On that note, it may be worth funneling a couple months’ worth of your raise into a savings account before you start attacking those credit cards in full force. That way, you have cash on hand for an emergency expense that you might otherwise put on a credit card.

Having a decent amount of cash in the bank can also protect your retirement savings, because you really don’t want to touch that money early. You’ll typically pay a 10 percent penalty plus ordinary income tax if you withdraw money before you’re 59 ½.

You may pay a little more in credit card interest as a result of carrying the balance a little longer, but that’s okay. It’s a small price to pay if it makes you less dependent on credit.

Fortunately, $3,000 isn’t an insurmountable level of credit card debt. So I think with an extra $4,000 a year, minus taxes, you should be able to tackle the balance pretty quickly.

Once you’ve paid off the balance, turn your focus back to that emergency fund. Put whatever you were spending on credit card payments in the fund. Aim to save at least three months’ worth of expenses.

After you’ve paid off your credit cards and you’re prepared for an emergency, you’ll be in a good position to start building the healthy retirement fund you want.

But before you head to HR to change your withholdings, take a step back. Your 401(k) may not be the best place to put your retirement savings above your employer’s match.

Funding a Roth IRA is often a better option than increasing your 401(k) contributions above what your employer matches, provided your income is within the 2020 limits. A Roth IRA gives you a tax-free source of income when you retire because you don’t deduct your contributions upfront.
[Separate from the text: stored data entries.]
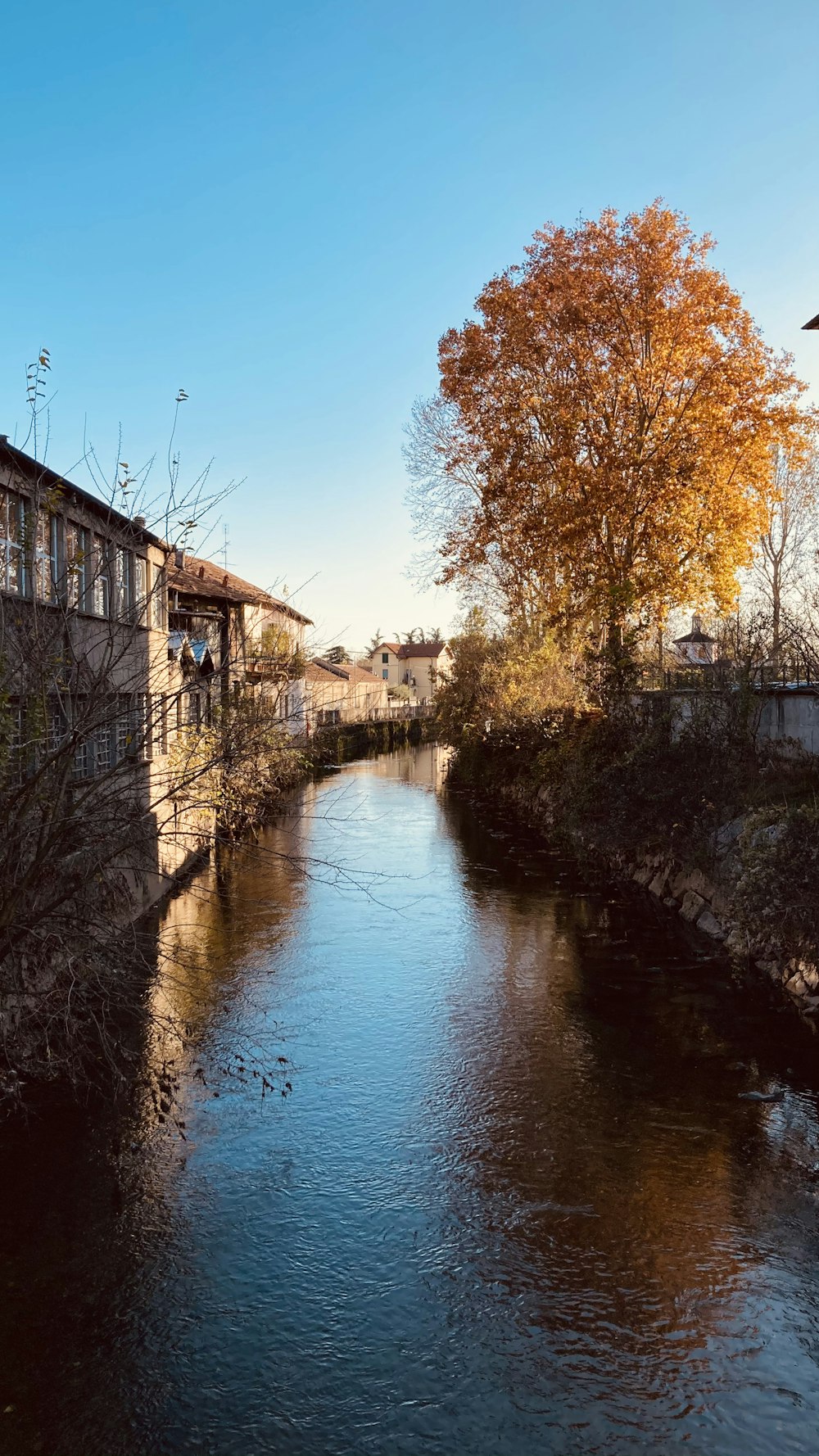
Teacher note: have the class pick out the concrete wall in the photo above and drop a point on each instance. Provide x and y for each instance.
(789, 715)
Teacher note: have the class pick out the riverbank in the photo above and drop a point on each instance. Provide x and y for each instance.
(716, 829)
(72, 1025)
(518, 1134)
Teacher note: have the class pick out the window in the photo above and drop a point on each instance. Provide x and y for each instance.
(143, 728)
(57, 727)
(140, 590)
(13, 576)
(124, 727)
(43, 580)
(102, 748)
(82, 761)
(79, 567)
(159, 599)
(57, 558)
(125, 593)
(162, 735)
(101, 578)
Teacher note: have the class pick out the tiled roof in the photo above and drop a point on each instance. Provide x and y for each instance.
(206, 578)
(347, 671)
(422, 649)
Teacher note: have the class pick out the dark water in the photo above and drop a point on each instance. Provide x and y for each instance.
(514, 1203)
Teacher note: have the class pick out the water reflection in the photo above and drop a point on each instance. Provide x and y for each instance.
(514, 1203)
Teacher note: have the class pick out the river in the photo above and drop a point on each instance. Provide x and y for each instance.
(512, 1200)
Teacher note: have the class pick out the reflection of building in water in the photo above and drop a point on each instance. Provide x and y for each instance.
(426, 766)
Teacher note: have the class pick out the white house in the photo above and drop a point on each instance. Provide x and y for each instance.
(695, 647)
(342, 692)
(417, 666)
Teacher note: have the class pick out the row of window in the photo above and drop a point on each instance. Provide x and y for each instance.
(60, 561)
(136, 728)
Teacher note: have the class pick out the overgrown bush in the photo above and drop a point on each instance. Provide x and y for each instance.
(777, 896)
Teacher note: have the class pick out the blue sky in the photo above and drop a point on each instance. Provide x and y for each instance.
(280, 207)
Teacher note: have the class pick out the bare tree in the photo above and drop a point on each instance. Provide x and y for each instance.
(787, 549)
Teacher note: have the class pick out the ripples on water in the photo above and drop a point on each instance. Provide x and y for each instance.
(514, 1203)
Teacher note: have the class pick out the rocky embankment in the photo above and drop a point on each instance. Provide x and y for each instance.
(703, 898)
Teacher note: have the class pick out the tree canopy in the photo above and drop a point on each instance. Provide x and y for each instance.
(607, 426)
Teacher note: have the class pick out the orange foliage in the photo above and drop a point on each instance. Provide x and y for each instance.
(621, 408)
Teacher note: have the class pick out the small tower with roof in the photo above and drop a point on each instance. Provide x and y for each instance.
(695, 647)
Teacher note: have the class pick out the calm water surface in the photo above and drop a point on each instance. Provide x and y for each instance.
(512, 1205)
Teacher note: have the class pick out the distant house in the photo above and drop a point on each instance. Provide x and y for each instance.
(342, 692)
(417, 666)
(695, 647)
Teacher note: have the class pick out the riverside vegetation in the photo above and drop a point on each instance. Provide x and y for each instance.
(613, 443)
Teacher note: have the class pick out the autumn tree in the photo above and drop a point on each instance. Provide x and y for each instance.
(608, 424)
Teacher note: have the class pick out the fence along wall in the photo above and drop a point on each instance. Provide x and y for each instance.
(787, 715)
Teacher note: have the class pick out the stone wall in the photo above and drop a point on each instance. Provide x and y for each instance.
(701, 898)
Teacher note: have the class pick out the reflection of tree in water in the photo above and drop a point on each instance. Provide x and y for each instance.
(600, 1152)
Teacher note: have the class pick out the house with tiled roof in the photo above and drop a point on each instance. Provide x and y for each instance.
(342, 692)
(414, 666)
(254, 640)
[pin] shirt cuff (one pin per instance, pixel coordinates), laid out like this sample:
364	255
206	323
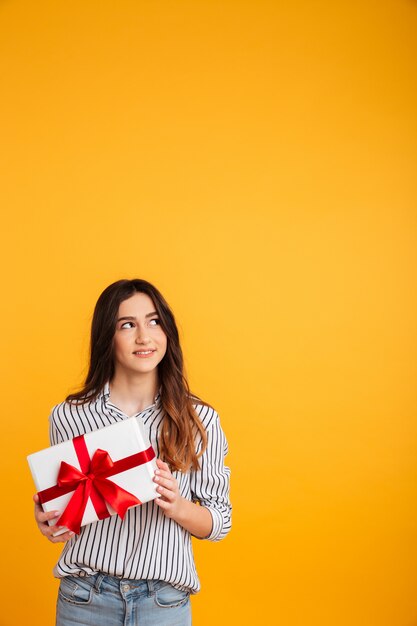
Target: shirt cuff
217	525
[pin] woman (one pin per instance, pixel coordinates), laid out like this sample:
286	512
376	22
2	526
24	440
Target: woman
141	570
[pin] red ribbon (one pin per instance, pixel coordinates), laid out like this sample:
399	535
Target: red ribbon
92	482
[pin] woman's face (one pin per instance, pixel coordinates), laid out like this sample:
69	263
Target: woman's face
139	341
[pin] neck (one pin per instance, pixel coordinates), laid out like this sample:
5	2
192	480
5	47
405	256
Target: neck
134	393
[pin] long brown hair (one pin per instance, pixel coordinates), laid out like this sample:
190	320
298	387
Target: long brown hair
181	424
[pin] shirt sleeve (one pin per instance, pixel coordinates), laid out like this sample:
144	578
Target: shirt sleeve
56	432
210	485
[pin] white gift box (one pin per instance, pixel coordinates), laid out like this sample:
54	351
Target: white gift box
120	440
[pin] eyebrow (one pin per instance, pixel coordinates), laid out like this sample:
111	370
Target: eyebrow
132	317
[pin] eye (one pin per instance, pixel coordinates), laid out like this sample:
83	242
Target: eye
126	325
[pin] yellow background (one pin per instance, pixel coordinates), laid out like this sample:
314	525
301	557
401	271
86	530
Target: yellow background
256	160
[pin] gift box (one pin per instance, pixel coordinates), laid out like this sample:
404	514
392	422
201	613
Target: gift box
93	476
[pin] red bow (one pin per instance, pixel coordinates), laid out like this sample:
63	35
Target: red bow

It’s also more flexible than a 401(k). For example, you can withdraw the money you’ve contributed at any time without paying taxes or a penalty. In 2020, you can contribute up to $6,000 in a Roth IRA if you’re under 50 or $7,000 if you’re 50 or older.

Hopefully, you have many more raises in your future. Now is the time to start planning how you’ll use them. Think about your long-term goals. For example, maybe you’ll want to use the next one to build a down payment fund or save for a child’s college fund. By having a plan now, you’ll avoid the temptations of lifestyle inflation — and you’ll actually have something to show for those hard-earned raises.